Changes are on the horizon for the 607th Air Control Squadron as members prepare to switch from Air Combat Command to Air Education and Training Command next month.
Lt. Col. Charles Jones, 607th ACS director of operations, said the switch in major commands will reflect the squadron’s expanded mission.
“Our mission is to train control and reporting center operators and deploy warfighters,” he said. “We take the baseline students and provide them with initial qualification training. With the 107th Air Control Squadron closing their doors by the end of the fiscal year, it’s ideal for us to absorb their mission of training weapons directors and reorganize ourselves under the MAJCOM of our host unit.”
The 107th ACS is an Arizona National Guard unit.
Squadron leaders are excited about the upcoming changes in MAJCOM and mission.
“We’ve always felt welcome here with the 56th Fighter Wing as a great host wing, and it makes for a smooth transition,” said Lt. Col. Sean Slaughter, 607th ACS commander. “My goal is to make this transition as smooth and seamless as possible with no delays or degradation in our mission.”
Slaughter also recognizes potential challenges in aligning his squadron’s role with the 56th FW.
“The biggest challenge is how we’ll set ourselves up to meet new tasks and how we’ll integrate with changes in the Luke mission as the wing moves from the F-16 to the F-35,” he said.
The 607th commander is confident his squadron members will rise to any challenges the future may bring.
“We’ve already started to implement plans and solutions for the transition period,” Slaughter said. “We have a great squadron doing great things for the Air Force.”

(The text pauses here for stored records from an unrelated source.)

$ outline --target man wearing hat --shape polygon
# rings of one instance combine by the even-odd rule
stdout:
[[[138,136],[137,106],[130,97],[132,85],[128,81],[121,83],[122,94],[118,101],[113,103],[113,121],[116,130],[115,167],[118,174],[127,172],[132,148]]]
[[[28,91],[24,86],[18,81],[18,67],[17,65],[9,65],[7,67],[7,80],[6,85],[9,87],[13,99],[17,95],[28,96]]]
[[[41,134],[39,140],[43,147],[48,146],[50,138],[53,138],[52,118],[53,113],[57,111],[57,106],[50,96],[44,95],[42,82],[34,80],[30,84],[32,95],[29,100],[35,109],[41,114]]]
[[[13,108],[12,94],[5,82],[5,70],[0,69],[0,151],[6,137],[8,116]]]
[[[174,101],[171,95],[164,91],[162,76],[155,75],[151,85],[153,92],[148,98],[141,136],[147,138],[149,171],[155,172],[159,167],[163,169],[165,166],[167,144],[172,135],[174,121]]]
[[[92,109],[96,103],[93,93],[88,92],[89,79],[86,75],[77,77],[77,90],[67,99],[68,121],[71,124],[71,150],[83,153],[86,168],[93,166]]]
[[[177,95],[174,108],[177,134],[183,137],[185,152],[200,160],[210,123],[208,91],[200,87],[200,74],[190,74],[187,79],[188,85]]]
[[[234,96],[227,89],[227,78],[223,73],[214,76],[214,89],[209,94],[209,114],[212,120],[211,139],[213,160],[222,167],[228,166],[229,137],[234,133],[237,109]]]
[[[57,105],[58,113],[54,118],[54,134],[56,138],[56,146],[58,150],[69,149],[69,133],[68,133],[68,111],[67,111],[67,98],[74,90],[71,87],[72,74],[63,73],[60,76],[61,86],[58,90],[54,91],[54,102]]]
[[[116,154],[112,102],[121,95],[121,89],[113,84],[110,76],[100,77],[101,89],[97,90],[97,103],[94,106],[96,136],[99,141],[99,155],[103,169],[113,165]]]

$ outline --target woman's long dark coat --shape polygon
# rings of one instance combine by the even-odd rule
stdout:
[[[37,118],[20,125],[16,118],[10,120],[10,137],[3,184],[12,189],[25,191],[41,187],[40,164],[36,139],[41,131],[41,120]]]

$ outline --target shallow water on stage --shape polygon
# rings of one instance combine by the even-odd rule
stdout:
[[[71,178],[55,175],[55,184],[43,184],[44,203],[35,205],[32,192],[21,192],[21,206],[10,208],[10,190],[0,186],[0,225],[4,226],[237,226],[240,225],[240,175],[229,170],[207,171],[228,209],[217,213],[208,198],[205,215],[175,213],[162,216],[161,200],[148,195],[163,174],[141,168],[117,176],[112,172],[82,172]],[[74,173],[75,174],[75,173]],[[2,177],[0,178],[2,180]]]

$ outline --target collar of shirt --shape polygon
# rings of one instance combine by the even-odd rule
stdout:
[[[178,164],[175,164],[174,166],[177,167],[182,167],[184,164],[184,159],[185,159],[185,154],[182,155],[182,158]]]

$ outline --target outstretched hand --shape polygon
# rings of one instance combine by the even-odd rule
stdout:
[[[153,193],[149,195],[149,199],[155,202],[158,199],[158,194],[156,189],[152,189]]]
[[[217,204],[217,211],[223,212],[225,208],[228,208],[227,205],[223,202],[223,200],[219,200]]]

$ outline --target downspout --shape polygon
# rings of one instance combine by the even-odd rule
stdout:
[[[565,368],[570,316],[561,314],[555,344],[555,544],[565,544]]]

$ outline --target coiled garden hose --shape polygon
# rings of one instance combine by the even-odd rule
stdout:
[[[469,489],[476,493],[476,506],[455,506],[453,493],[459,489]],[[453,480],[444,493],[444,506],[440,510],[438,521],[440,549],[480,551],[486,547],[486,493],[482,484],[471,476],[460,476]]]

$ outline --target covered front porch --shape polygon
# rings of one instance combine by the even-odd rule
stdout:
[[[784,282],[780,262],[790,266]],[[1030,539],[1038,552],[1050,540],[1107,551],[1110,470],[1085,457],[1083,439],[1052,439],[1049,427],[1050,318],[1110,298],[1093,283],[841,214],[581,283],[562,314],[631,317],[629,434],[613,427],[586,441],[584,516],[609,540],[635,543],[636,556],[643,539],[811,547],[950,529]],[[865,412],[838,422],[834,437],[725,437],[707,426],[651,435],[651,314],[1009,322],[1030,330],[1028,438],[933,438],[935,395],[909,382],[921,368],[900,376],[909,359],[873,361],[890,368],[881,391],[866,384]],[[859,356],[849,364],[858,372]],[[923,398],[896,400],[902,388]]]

The squadron currently offers five initial qualification training courses and one undergraduate course. The courses include surveillance technician, electronic protection technician, interface control technician, weapons director and air weapons officer. The undergraduate course is offered for weapons director students.
Approximately 200 members comprise the 607th ACS, deploying to various locations around the world or training more than 300 students per year with up to 90 students in the squadron at any given time.
“We are constantly deploying our people, cycling them back and forth from the area of responsibility,” Slaughter said. “Deployments help our instructors and in turn our courses because they bring back experience and keep the training relevant.”